La tzara’at è oggetto di un trattato della Mishnah nell’ordine tohorot, “sulle purità”. Il trattato si chiama nega’im, un termine usato già nella Parashah per identificare queste piaghe. Il primo paragrafo del trattato Nega’im esordisce insegnandoci che ci sono quattro bianchi impuri differenti. I primi due sono esplicitamente nominati nei versetti e sono il bianco neve (sheleg) e il bianco lana (tzemer). Gli altri due sono dedotti dai Maestri e sono il bianco come l’intonaco di palazzo (sid ha-heykhal) e il bianco albume d’uovo (kerùm beytzah). I primi due ci interessano qui perché ci ricordano uno dei primi versetti di Yesha’yahu che leggiamo nella Haftarah di Shabbat Chazon, il Sabato che precede il digiuno del 9 Av. Rivolgendosi al popolo a Nome di H. il Profeta dice: “Venite che ne discutiamo, dice H., se anche i vostri peccati fossero rossi come porpora imbiancheranno come la neve; se arrossissero come il verme (della porpora) diventeranno come lana” (1,18). Abbiamo qui un esempio di parallelismo, per cui il medesimo concetto è ripetuto due volte attraverso sinonimi. Almeno in apparenza. Neve e lana, infatti, non contraddistinguono la stessa tonalità di bianco!

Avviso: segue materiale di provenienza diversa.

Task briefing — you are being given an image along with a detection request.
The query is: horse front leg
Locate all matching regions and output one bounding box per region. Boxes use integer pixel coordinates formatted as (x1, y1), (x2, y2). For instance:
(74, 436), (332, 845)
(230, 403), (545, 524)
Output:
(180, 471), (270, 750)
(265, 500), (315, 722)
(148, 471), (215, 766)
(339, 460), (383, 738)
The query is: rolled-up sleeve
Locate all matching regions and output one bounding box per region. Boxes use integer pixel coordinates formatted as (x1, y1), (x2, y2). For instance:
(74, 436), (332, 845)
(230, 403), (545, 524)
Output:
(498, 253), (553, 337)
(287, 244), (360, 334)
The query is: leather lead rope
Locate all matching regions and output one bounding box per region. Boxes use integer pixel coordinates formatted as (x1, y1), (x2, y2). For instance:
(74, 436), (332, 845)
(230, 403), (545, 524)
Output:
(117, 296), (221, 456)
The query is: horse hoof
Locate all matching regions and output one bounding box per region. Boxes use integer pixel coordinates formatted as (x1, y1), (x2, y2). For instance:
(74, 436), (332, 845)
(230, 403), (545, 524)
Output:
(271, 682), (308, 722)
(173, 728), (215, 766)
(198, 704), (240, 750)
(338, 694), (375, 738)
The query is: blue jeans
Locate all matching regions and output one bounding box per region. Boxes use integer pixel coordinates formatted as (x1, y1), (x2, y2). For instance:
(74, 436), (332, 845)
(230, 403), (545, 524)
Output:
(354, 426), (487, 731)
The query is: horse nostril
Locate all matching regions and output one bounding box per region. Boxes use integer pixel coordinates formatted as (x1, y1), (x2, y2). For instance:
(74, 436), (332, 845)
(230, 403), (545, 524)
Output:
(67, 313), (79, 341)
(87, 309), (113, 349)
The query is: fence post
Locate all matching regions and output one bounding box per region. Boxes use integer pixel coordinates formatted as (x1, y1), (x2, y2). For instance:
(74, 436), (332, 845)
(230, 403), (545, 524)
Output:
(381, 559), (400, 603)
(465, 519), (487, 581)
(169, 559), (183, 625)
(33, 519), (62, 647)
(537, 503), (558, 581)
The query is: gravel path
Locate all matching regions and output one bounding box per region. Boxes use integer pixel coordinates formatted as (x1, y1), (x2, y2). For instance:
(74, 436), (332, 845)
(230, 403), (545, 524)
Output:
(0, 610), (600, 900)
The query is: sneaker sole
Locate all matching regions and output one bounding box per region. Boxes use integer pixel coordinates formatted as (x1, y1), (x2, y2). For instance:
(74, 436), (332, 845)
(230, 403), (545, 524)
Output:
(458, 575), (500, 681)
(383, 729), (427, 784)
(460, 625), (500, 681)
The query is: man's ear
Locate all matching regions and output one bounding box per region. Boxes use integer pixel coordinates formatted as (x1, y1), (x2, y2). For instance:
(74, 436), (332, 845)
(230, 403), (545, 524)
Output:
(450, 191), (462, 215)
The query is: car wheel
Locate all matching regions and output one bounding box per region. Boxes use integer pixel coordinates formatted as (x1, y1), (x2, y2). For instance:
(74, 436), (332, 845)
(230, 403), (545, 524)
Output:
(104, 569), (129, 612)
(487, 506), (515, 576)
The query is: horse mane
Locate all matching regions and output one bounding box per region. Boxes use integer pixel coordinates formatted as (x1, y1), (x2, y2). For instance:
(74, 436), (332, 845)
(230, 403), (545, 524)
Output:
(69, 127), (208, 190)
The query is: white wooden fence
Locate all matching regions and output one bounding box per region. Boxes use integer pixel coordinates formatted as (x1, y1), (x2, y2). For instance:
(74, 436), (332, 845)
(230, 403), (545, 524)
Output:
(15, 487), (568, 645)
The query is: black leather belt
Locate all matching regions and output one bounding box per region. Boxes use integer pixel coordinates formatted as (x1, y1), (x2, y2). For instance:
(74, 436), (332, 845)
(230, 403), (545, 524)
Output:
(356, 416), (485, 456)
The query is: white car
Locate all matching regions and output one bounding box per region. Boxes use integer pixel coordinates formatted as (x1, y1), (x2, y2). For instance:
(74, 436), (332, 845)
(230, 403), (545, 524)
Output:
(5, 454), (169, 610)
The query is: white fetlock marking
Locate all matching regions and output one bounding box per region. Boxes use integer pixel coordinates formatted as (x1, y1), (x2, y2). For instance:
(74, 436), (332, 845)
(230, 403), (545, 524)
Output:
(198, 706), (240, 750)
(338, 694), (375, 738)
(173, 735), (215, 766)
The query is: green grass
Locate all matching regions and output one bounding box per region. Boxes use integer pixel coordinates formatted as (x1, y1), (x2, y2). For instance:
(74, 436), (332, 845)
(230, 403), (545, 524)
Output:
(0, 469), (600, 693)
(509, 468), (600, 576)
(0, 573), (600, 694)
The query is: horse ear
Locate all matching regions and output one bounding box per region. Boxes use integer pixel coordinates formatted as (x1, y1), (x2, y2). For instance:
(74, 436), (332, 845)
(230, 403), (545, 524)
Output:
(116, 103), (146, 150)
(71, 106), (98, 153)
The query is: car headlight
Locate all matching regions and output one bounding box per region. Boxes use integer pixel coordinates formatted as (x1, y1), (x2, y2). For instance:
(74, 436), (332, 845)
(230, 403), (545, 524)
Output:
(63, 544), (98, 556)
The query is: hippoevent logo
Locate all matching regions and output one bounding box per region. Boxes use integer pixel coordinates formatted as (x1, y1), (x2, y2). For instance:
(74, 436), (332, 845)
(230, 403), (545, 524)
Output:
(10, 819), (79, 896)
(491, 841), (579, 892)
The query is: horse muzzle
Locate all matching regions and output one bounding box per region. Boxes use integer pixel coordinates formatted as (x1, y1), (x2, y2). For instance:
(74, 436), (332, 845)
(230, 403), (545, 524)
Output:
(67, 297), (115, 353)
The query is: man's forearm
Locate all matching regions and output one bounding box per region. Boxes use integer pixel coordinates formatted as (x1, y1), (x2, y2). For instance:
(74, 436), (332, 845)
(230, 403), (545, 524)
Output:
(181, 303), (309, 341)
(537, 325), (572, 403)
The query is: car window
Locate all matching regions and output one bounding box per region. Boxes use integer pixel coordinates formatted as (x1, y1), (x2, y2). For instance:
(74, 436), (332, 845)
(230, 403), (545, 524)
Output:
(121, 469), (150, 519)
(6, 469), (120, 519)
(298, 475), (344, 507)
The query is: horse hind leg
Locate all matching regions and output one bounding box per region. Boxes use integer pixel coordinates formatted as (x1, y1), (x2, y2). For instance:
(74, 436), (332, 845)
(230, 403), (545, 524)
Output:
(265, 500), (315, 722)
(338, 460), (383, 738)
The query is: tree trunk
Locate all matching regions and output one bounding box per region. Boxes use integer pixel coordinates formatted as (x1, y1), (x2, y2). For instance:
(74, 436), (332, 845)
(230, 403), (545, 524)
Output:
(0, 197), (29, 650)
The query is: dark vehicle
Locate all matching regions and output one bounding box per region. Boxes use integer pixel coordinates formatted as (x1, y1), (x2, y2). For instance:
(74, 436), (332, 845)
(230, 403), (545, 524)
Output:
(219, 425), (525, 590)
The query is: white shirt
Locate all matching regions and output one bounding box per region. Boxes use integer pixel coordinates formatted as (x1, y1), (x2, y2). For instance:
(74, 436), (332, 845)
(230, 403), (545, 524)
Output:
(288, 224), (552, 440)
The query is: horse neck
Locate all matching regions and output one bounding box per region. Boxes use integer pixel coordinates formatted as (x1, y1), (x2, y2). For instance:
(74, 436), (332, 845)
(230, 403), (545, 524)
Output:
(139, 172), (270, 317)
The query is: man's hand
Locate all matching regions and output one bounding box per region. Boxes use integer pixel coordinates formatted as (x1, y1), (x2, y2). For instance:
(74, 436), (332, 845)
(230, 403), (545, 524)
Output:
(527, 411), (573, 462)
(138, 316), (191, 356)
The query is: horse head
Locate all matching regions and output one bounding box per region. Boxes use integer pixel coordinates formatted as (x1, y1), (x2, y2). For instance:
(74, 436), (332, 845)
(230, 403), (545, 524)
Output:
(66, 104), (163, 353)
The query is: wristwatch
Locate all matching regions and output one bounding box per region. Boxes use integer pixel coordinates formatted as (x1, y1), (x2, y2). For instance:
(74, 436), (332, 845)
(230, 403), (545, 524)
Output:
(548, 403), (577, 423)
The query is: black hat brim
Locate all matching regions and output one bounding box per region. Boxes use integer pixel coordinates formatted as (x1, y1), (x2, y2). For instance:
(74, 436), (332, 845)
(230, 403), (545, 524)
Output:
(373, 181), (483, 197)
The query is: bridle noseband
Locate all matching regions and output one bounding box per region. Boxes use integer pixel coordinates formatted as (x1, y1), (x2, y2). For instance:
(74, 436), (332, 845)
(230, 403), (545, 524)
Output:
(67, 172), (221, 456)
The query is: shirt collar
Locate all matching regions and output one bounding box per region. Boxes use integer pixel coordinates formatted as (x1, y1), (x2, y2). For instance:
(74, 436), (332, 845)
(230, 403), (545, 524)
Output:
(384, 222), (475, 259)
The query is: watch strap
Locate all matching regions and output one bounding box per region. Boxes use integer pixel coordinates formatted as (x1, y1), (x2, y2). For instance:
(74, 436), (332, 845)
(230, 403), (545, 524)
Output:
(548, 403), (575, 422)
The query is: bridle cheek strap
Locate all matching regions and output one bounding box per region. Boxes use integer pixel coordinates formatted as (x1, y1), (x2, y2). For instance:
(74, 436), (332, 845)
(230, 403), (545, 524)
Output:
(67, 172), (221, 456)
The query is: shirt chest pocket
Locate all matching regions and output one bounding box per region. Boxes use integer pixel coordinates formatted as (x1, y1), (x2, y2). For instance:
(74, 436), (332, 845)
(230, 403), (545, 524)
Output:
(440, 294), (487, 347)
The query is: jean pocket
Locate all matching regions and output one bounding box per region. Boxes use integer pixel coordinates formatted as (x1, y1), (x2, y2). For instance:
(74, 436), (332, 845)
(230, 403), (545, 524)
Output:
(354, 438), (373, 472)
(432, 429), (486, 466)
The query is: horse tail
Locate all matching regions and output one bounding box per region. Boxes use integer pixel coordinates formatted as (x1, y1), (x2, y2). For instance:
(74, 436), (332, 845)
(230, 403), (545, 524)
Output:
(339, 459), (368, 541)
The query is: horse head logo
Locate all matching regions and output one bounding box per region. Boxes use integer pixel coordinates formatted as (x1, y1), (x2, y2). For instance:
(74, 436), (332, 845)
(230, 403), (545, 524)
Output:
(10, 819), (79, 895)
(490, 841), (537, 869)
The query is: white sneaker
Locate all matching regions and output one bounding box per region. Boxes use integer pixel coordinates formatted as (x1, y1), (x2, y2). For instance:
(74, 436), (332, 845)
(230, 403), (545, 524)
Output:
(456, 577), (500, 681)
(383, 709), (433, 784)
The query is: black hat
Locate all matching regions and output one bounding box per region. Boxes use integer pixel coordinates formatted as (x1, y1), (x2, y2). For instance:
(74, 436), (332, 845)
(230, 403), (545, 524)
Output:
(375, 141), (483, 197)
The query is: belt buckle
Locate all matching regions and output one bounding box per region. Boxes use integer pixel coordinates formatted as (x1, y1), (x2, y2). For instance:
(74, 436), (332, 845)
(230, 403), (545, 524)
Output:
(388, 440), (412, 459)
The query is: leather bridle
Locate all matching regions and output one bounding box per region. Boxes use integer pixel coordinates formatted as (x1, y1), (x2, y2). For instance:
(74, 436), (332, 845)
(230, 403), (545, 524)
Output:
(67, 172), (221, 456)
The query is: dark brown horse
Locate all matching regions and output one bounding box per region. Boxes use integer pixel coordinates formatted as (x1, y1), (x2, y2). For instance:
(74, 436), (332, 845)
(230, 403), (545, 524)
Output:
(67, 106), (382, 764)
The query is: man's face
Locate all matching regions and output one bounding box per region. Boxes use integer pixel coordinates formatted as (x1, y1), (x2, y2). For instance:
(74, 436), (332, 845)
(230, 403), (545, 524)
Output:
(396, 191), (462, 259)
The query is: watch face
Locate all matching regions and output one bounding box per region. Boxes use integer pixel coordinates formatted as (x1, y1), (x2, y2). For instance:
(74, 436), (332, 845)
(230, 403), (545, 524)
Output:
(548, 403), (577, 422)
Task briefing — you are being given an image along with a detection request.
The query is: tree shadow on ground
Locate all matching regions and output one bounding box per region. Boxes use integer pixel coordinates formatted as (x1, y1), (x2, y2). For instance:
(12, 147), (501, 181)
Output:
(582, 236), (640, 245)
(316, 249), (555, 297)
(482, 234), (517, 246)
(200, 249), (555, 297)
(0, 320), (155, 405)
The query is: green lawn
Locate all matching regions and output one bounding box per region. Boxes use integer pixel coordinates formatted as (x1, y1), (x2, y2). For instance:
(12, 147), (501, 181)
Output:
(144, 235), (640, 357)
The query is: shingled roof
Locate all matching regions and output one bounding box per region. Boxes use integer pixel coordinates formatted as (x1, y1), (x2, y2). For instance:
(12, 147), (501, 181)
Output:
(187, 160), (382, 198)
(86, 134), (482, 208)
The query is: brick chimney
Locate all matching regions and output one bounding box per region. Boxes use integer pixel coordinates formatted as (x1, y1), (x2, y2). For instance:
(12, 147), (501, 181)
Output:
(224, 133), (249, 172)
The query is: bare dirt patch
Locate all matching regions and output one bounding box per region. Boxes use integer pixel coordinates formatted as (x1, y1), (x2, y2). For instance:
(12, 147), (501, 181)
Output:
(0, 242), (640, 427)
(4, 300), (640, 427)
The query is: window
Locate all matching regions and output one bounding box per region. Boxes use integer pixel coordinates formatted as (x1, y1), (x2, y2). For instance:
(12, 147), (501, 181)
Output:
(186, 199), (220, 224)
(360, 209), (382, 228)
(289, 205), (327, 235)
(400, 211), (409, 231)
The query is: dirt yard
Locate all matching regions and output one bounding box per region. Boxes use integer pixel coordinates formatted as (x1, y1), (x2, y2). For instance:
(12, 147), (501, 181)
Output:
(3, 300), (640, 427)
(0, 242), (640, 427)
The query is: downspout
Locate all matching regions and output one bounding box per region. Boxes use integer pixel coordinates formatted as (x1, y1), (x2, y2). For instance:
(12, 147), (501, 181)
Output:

Il digiuno del 9 Av commemora la distruzione del Tempio di Yerushalaim. O meglio dei due Templi! Spiega il Meshekh Chokhmah che la ripetizione si riferisce ai due periodi storici. Spiega la Ghemarà in Yomà (9b) che il Primo Tempio fu distrutto per i peccati verso D. Da questi abbiamo fatto teshuvah completa e il secondo Tempio è stato costruito. Lo testimonia il paragone con il candore della neve nella prima espressione. Ma anche il Secondo Tempio fu poi distrutto, questa volta per la sin’at chinnam, l’odio immotivato fra le persone. Anche di questo abbiamo cercato di fare Teshuvah, ma non ci siamo ancora riusciti fino in fondo. Il Terzo Tempio non è ancora stato ricostruito. C’è ancora troppa inimicizia fra di noi da estirpare. Ecco perché nella seconda espressione del versetto il bianco è paragonato alla lana solamente, un bianco più “scuro” di quello della neve.
Anche il verbo che indica rosso è differente nelle due parti del versetto. Nella prima è semplicemente detto “saranno come la porpora”, nella seconda è invece usata una forma verbale che indica non semplicemente una situazione interna al soggetto (se fossero rossi), ma anche un’azione che il soggetto provoca negli altri (yaadimu: se attaccassero il rosso). Non solo abbiamo odiato, ma abbiamo anche fomentato odio. Non ci resta che augurarci di poter presto sostituire l’odio reciproco con l’amore reciproco. Così il bianco della lana diventerà finalmente candido come la neve!